Thousands of years ago, all Humans lived by hunting and gathering rather than growing their own food.
Because of our hunter-gatherer evolution, we are programmed to use the least amount of energy to seek out the most calorie-dense foods possible.
Agriculture largely helped us change from a species who moved with animal migration patterns to groups of permanent settlements.
We began planting crops rather than foraging for what grew naturally, and raising animals instead of following and hunting them.
By the way, agriculture was the start of Human settlements, and created territorialism, social inequalities, slavery, and war.
With more and more people in the planet, many more of those people moved from farms into the bigger cities. Food had to be produced and processed on an exponentially larger scale.
Now more Humans are living in cities, the population is exploding, and people are working all of their day in a factory and do not have any time to get or prepare food.
So here we are. Technology has given us many incredible things, has opened up access to almost limitless amounts of information, and connected us together as Humans in some meaningful ways.
Technology has also further progressed our disconnection from our food and where it comes from.
Now, we can order any type of food, to be delivered anytime we want it. All the effort to grow, harvest, produce, package, and now even cook our food gets outsourced. We are reaping the bounty, without any of the work.
We eat foods from packages and bottles instead of from the Earth. We are consumers of calories instead of nutrients. our food system is more than happy to give you as many calories as you want.
Just sit right there, we will bring you whatever you want.
Sometimes you move through the city and feel in your bones how strange and new this all is.
The spectacle of modern civilization, just barely older than you are.
With all its cramped logic, its rules and gridlines and rigid justifications for why the world must be the way it is.
But there’s a part of you that thinks: you are not at home here. That still remembers Eden, and longs to return.
Ballagàrraidh.
The story of humanity is a move from the countryside to the big city. But it’s happened so fast our brains are still stuck in the hinterlands.
So now a part of you longs to leave your car idling in traffic, and flee into the wilderness. To live off the land, without tools or simulations, to experience nature in all its simplicity-raw, indifferent, and ferociously real. To feel the lushness and harshness of the wild, the clarity of eating and killing and growing stronger, the dumb luck of surviving the night.
But another part of you knows that Eden is a fantasy, and you’ll always be floating just above it, trailing clouds of civilization wherever you go. Even our ancient symbols of nature are deeply unnatural. The plants we eat are sterile, swollen, unrecognizable to the food chain. Our domesticated animals are caricatures of their wild ancestors. The family dog is just another piece of technology.
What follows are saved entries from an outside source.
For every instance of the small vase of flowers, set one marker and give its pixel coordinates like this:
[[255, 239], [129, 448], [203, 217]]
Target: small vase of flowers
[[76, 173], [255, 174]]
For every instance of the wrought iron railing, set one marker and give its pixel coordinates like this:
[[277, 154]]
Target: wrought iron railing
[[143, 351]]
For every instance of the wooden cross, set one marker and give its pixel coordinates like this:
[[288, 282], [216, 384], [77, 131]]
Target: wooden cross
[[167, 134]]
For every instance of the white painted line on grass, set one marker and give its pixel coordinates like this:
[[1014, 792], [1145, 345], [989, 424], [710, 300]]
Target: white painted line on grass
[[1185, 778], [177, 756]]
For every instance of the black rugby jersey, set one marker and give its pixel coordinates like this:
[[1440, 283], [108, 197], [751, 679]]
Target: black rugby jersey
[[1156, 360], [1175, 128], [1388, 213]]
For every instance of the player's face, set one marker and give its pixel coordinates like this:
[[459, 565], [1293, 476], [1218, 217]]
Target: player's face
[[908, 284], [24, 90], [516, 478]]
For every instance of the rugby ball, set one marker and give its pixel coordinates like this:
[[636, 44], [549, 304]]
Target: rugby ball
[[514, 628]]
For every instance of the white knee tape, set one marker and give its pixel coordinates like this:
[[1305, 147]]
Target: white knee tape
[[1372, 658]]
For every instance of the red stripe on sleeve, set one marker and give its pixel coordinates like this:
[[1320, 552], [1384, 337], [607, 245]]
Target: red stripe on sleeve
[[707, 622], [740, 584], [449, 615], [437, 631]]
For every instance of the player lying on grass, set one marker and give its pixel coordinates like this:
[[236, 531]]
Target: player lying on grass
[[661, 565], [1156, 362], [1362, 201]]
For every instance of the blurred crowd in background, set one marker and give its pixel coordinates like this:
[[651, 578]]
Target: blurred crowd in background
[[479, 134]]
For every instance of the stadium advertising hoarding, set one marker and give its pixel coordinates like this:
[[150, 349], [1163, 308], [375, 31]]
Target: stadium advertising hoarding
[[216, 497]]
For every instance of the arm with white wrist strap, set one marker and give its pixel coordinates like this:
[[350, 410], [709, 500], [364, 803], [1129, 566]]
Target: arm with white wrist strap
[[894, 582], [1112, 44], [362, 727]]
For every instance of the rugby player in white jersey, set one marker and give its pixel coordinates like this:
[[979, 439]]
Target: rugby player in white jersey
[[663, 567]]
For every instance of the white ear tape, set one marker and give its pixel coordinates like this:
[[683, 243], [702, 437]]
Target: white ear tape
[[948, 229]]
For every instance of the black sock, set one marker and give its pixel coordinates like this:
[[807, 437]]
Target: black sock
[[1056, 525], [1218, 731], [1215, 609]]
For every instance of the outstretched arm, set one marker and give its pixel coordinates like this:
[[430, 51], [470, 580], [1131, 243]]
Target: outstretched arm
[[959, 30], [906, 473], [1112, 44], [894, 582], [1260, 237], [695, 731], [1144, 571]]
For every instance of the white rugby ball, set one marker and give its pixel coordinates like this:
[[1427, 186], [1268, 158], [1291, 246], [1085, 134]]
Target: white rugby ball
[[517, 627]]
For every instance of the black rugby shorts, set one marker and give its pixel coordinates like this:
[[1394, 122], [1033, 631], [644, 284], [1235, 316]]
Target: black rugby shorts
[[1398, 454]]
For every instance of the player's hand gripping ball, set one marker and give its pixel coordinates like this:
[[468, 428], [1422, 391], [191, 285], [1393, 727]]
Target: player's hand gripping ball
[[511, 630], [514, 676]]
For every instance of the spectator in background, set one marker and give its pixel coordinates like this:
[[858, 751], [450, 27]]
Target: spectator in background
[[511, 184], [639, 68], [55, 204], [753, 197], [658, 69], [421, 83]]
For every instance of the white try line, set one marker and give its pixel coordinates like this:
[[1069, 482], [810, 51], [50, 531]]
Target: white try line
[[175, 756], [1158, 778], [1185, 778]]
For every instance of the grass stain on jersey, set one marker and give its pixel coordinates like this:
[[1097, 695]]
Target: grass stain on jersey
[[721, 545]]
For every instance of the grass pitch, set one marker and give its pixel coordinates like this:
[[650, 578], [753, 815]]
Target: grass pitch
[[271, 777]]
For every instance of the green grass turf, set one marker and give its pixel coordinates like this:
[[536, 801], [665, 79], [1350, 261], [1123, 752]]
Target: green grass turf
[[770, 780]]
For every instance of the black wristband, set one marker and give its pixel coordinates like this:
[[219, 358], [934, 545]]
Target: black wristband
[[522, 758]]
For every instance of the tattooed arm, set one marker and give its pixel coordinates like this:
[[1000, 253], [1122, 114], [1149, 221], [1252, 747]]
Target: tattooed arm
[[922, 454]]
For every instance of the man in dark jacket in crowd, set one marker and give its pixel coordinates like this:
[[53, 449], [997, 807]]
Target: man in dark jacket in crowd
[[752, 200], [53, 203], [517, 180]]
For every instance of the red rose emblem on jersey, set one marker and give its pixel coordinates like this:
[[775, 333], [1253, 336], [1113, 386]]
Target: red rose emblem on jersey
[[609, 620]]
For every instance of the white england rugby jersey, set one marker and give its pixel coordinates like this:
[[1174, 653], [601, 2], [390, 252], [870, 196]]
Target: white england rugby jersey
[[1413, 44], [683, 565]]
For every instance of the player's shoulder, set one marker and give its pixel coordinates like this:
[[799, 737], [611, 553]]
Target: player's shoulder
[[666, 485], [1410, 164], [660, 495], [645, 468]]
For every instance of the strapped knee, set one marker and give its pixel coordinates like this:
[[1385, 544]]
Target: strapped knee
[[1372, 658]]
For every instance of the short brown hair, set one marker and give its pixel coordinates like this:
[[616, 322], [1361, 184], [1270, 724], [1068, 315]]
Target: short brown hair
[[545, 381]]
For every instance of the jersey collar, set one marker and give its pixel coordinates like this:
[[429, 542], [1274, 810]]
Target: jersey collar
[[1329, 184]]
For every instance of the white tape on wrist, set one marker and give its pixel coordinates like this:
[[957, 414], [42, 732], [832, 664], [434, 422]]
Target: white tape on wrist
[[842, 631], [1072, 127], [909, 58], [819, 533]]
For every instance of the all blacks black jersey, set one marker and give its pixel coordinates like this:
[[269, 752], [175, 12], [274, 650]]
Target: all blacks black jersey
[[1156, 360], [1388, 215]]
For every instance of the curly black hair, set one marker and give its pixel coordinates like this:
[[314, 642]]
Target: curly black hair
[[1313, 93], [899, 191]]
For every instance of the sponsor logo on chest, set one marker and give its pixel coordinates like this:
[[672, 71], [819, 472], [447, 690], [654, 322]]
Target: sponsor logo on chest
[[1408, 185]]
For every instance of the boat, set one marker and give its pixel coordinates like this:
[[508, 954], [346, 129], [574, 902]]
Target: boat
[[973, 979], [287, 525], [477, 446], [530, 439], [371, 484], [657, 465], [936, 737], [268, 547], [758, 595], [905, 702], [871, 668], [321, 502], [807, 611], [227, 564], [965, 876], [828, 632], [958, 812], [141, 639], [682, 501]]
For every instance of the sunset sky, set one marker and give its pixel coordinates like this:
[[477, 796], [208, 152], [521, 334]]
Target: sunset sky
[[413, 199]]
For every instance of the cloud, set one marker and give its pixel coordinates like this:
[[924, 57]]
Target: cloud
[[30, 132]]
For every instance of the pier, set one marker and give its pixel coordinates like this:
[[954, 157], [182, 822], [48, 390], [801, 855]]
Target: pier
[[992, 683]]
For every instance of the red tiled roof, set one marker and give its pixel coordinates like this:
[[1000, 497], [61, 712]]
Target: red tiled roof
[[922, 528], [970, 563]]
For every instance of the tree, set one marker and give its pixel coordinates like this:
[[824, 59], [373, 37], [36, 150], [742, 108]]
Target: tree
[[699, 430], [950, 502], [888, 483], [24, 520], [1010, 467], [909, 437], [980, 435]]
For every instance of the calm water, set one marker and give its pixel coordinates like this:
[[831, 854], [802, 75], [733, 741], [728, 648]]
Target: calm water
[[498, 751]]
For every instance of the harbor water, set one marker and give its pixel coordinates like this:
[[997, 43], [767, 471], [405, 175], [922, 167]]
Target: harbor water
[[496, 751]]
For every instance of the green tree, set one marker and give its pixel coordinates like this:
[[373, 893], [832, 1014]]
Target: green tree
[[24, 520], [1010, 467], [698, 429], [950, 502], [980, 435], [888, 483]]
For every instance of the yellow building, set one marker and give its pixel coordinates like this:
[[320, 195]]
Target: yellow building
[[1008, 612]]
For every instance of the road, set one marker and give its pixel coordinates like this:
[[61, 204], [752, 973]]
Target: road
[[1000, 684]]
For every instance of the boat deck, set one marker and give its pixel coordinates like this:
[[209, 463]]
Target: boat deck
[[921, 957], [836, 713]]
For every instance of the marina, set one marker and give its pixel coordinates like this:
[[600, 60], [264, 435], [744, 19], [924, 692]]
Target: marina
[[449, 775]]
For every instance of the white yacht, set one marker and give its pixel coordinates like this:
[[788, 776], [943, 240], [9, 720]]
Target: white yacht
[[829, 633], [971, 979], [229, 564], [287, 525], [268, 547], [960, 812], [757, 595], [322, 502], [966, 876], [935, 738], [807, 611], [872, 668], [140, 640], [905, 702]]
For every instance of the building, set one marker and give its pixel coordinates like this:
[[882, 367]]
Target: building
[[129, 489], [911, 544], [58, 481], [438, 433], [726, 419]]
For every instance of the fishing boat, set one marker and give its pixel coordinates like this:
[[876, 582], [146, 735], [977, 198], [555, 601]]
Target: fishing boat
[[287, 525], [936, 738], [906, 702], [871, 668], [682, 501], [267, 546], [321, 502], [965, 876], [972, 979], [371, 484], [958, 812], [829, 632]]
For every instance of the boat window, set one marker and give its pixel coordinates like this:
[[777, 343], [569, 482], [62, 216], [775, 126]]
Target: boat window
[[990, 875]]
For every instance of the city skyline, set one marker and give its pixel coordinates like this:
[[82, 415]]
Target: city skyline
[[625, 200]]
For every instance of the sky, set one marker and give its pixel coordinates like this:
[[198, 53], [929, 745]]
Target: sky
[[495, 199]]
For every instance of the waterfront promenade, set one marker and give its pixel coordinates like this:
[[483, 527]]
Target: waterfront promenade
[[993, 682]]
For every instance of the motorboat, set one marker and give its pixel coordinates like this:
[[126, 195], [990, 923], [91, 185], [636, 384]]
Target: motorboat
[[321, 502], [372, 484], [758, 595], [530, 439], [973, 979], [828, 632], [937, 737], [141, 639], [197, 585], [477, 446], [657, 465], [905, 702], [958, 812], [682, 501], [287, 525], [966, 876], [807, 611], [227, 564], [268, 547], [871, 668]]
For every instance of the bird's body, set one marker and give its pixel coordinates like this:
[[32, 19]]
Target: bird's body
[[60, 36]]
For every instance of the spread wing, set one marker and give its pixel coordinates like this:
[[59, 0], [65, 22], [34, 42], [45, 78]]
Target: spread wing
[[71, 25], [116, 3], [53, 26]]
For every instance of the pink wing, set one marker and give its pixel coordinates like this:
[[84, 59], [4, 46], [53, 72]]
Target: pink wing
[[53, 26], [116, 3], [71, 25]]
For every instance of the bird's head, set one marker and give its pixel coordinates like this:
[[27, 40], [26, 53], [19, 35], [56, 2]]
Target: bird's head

And you too are a domesticated animal, shrouded in synthetic fibers and synthetic thoughts. Even if you sleep in the woods with a stove and a backpack, everything from the buzzing in your ears to the howling in the distance will be trying to telling you, you are not at home here.
We need to believe in the fall from Eden. But all along, we were the ones who cast out the World. Who stripped it naked, taught it good and evil, and barricaded ourselves in a walled garden.
We banished most of the World in order to get by. We couldn’t handle the true state of nature-the overwhelming chaos – without first dividing it up in little boxes, in little frames, in little gardens.
Maybe we were wrong from the start.
In the beginning, there was everything.